Ci sono due slide che periodicamente girano sul web.





Apparentemente ironiche, in realtà messe una accanto all’altra mettono in evidenza qualcosa in più della semplice differenza di approccio ai problemi nei diversi paesi.
È qualcosa che attiene al modo con cui – come mostra la seconda immagine – è organizzata la struttura del lavoro.
L’organizzazione infatti dice qualcosa di più del semplice organigramma funzionale della catena di decisione e comando. Implica il modo con cui le società ed organizzazioni umane (come le aziende, ma anche la politica, le comunità, le associazioni) organizzano l’interazione tra le persone, e quindi l’approccio alla soluzione dei problemi.
Non esiste un modello “migliore” di un altro. Tutti i modelli rispondono in piccolo alla struttura esterna della società, e da questa vengono in qualche modo riprodotti e semplificati all’interno di organizzazioni più piccole, come appunto le aziende o altre organizzazioni.
È certamente possibile attraverso l’analisi dei processi organizzativi individuare punti deboli, limiti, “luoghi di errore” e punti di debolezza da correggere.


E tuttavia sarebbe sbagliato importare integralmente una struttura che ci sembra dia risultati più efficienti o migliori senza tener conto dell’elemento culturale delle persone chiamate a interpretare quei modelli organizzativi.
Un modello “primus inter pares” può funzionare da noi in un consiglio di amministrazione, in una rete verticistica di professionisti, ma difficilmente è esportabile nella cultura giapponese, enormemente distante – non solo geograficamente – dal modello svedese, che tuttavia difficilmente può funzionare anche nella vicina Inghilterra, dove il sistema di “leadership casuale” – che casuale non è – è più funzionale alla velocità ed al dinamismo di quella realtà socio-economica.
Il sistema “nepotistico” tipico del mondo “mediterraneo” non va solo letto nella sua accezione negativa – che pure ha in termini di limitazione dell’ascensore sociale e del ricambio professionale – ma anche in quell’accezione positiva di trapasso di nozioni ed informazioni e di mantenimento della conoscenza diretta.


Questa positività è sempre meno utile in una società globale, e quindi segno comunque di chiusura ed arretratezza: è la prima origine dell’ingessamento delle nostre società e di perdita di opportunità di crescita, espansione e allargamento.
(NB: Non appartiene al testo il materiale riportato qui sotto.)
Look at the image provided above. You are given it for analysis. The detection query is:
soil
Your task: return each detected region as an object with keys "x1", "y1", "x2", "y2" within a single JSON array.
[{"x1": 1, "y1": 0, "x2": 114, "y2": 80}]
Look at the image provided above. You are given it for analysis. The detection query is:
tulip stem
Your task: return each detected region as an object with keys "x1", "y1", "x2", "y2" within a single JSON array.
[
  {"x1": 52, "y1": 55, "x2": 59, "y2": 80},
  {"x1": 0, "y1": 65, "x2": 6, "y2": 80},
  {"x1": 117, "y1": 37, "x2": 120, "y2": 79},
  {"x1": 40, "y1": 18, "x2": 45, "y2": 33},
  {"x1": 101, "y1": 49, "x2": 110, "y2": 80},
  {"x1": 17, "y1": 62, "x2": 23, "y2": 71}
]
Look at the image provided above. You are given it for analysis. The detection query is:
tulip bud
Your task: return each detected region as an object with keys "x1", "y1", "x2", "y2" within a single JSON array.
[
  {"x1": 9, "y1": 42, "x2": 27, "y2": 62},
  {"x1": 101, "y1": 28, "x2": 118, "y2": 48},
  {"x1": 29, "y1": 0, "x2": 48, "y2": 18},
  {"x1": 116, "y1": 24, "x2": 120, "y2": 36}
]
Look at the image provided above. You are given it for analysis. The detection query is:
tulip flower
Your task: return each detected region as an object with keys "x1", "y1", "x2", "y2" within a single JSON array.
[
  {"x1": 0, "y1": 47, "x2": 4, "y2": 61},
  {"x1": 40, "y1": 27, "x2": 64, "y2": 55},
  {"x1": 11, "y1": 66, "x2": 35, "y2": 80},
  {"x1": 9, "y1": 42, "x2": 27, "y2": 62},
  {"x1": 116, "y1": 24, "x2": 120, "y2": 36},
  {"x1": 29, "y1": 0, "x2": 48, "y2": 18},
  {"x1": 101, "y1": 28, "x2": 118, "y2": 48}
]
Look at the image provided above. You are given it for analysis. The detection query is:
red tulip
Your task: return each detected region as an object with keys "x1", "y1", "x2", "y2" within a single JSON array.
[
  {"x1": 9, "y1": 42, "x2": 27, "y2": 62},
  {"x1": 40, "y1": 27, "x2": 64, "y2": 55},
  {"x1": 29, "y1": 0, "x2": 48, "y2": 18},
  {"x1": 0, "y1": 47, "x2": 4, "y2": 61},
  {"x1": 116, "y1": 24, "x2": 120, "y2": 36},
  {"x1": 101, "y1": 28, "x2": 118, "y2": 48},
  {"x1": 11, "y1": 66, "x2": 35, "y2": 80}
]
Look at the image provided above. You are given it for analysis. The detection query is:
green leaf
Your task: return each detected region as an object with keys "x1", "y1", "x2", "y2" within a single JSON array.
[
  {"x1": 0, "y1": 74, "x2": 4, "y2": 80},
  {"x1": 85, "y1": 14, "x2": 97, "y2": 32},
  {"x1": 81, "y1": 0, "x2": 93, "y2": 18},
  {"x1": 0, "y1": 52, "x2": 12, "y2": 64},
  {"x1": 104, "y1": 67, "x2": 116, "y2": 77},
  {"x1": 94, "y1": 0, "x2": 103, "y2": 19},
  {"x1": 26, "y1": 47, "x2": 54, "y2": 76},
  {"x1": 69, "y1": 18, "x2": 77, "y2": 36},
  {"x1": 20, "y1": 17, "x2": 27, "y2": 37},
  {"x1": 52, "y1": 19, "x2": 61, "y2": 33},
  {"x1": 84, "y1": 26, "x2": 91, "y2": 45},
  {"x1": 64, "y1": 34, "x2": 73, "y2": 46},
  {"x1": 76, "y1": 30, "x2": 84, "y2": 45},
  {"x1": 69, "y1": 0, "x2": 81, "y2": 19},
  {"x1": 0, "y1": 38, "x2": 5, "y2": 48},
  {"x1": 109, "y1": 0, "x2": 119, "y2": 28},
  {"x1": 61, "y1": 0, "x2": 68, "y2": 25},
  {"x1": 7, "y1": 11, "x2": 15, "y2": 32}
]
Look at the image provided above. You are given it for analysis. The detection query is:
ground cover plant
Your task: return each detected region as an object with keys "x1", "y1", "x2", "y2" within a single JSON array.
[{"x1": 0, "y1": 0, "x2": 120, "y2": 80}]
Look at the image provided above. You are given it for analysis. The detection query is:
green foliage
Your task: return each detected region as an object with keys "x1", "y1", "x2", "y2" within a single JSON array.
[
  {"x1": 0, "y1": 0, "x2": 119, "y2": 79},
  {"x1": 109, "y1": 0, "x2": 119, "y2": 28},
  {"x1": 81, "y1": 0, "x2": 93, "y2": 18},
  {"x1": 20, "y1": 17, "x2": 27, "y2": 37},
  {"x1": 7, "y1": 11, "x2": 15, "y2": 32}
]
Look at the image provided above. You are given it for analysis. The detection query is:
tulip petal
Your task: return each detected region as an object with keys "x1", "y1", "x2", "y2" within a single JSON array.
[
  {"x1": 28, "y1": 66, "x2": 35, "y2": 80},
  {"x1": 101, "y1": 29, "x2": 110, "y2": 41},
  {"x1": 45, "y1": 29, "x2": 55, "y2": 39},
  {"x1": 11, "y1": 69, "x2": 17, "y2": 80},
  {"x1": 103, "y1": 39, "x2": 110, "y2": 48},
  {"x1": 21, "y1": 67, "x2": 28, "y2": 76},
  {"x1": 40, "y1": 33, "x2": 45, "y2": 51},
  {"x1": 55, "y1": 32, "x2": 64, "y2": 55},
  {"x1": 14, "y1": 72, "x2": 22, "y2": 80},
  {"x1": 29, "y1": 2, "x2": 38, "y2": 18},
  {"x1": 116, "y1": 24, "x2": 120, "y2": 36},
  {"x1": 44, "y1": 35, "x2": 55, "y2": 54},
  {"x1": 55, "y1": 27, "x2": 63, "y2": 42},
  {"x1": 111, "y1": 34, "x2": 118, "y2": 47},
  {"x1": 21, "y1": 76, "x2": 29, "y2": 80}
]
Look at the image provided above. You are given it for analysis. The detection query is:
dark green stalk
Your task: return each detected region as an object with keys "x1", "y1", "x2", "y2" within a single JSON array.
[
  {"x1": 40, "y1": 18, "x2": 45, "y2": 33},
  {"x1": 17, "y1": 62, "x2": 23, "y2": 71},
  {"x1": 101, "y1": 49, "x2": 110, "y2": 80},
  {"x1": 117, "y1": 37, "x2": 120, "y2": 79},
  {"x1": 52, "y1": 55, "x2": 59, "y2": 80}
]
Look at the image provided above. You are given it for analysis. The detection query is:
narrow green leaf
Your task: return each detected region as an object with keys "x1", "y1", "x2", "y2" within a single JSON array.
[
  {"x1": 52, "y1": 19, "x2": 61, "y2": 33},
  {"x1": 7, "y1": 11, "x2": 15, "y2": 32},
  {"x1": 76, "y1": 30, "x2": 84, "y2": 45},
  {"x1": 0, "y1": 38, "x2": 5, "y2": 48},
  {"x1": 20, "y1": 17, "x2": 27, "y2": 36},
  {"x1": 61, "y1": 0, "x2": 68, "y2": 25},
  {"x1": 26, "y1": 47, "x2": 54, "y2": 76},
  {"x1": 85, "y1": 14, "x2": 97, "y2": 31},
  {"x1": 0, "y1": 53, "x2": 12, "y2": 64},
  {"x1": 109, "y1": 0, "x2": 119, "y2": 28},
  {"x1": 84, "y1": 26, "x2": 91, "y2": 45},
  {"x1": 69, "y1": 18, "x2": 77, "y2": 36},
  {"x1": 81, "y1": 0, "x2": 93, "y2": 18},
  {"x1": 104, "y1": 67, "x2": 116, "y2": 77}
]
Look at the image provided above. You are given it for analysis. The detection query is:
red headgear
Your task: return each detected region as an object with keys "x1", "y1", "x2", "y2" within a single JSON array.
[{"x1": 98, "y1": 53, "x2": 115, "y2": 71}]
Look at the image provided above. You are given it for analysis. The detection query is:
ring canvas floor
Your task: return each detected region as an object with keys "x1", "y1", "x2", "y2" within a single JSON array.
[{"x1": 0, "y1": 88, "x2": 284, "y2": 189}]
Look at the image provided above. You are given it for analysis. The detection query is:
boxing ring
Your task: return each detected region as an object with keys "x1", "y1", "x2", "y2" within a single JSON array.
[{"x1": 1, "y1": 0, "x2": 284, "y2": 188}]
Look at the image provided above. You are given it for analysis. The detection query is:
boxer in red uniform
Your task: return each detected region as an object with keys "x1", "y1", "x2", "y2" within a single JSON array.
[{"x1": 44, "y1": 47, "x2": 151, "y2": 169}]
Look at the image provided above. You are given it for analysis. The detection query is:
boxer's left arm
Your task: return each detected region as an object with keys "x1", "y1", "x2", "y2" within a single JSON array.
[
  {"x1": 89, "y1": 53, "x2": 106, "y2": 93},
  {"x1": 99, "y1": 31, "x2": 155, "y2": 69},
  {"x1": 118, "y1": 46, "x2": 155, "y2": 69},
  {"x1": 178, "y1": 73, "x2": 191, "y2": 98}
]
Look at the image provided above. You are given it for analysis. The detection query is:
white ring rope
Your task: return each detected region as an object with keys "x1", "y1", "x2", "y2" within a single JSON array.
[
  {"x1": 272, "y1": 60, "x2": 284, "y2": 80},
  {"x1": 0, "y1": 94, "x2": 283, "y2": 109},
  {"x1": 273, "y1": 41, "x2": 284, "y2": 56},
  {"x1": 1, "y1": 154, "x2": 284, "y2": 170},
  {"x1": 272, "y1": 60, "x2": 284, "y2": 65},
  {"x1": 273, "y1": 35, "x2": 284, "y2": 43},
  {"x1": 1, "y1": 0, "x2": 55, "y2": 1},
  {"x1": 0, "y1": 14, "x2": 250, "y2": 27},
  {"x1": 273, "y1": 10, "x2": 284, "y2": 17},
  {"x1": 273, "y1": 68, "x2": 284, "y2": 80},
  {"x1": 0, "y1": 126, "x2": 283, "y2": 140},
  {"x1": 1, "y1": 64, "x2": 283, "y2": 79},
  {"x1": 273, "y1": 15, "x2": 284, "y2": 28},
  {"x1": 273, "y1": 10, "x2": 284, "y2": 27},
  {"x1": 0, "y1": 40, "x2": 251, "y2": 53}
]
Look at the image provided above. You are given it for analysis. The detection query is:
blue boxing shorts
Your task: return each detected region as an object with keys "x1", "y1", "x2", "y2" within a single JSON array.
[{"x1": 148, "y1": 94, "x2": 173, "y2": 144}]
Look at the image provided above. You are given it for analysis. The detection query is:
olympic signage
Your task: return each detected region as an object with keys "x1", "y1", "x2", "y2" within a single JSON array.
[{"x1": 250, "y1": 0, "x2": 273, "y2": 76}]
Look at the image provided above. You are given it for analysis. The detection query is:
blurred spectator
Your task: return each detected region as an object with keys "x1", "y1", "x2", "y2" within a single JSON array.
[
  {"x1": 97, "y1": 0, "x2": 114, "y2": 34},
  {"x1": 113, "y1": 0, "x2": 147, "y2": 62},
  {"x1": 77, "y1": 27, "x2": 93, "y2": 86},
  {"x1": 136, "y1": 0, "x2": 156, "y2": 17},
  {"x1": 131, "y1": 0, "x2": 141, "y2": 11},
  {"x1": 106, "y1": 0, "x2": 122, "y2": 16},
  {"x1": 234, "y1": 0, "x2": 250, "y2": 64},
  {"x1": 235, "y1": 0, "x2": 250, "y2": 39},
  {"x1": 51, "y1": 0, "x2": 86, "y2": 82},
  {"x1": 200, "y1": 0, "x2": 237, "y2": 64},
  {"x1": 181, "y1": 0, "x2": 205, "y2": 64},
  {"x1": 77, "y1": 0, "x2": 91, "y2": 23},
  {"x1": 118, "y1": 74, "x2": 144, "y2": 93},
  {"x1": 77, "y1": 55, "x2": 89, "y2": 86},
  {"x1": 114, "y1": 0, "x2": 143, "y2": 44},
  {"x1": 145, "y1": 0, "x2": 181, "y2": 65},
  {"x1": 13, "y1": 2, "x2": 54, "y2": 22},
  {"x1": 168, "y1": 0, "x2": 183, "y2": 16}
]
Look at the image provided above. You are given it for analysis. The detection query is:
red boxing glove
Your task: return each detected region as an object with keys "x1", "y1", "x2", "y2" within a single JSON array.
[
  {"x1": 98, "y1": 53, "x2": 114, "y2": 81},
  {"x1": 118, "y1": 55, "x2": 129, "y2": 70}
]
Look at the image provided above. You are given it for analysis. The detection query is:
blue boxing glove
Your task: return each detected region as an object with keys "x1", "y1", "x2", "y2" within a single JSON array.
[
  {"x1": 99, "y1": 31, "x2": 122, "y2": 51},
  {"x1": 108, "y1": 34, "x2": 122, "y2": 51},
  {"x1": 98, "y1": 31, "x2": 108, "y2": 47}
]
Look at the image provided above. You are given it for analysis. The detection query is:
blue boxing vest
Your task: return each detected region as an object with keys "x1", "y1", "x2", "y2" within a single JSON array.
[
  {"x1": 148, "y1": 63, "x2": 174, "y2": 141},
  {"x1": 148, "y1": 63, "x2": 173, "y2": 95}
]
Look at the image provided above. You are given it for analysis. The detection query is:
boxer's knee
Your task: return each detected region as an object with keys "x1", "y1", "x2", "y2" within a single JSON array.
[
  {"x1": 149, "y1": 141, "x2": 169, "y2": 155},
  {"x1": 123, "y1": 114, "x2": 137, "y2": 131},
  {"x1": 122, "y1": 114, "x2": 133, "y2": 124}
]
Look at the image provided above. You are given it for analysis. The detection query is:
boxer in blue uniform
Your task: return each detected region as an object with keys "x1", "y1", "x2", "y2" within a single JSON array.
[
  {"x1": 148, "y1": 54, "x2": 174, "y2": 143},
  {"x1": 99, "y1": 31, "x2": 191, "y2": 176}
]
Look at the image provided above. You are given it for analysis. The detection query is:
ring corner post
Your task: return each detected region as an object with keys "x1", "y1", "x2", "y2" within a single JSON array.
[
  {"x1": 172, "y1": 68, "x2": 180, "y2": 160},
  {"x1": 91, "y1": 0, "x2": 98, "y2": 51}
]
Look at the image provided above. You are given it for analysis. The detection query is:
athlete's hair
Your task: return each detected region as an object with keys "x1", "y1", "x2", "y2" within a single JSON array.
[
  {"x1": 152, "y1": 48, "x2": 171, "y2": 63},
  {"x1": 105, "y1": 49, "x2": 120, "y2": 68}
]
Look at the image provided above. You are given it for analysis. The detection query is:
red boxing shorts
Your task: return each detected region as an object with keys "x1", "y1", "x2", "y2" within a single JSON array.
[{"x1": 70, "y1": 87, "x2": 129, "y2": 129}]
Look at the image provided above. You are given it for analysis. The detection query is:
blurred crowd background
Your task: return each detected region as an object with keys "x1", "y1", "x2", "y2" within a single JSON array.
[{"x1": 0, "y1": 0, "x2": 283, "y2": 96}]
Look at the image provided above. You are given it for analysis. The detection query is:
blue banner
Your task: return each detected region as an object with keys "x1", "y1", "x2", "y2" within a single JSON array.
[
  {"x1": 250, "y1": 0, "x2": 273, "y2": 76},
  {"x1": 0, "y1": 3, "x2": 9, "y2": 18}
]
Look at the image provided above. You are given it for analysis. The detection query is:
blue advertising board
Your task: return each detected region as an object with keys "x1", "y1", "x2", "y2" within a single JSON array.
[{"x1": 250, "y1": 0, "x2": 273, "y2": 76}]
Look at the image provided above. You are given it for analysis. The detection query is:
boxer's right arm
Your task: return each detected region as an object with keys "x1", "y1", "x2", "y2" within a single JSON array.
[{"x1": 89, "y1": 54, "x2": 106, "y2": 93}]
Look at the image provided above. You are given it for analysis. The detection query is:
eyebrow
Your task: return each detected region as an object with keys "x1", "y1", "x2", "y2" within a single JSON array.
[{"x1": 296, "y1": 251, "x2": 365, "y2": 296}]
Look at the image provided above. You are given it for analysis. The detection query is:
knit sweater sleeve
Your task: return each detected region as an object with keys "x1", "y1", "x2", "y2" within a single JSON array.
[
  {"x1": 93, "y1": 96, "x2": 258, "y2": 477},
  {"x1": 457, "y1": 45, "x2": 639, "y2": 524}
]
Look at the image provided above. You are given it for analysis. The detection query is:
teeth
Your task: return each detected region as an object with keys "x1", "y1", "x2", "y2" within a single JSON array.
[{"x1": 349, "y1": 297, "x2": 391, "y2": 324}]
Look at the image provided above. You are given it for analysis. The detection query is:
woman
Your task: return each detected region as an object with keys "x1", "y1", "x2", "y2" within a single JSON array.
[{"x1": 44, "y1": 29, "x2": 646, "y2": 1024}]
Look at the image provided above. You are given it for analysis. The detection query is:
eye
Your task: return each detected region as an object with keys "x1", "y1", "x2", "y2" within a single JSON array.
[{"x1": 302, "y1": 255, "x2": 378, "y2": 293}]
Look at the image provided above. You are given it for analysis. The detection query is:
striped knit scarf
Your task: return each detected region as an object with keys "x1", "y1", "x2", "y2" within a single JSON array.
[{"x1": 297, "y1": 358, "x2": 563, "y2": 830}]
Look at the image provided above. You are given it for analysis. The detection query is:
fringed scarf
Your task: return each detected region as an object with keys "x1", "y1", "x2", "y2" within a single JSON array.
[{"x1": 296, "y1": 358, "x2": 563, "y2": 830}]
Ed è anche la causa della cd. “fuga di cervelli”.
In queste slide c’è dell’ironia, del manicheismo, ma entrambi si basano su caratteristiche su cui – oltre le semplificazioni – è il caso che tutti noi, come organizzatori e come parte di organizzazioni, ci interrogassimo. Cominciando a prendere coscienza dei limiti “dell’organizzazione che conosciamo” prendendo il buono e l’importabile di altri modelli, e ammettendo che certi limiti ormai son un fardello.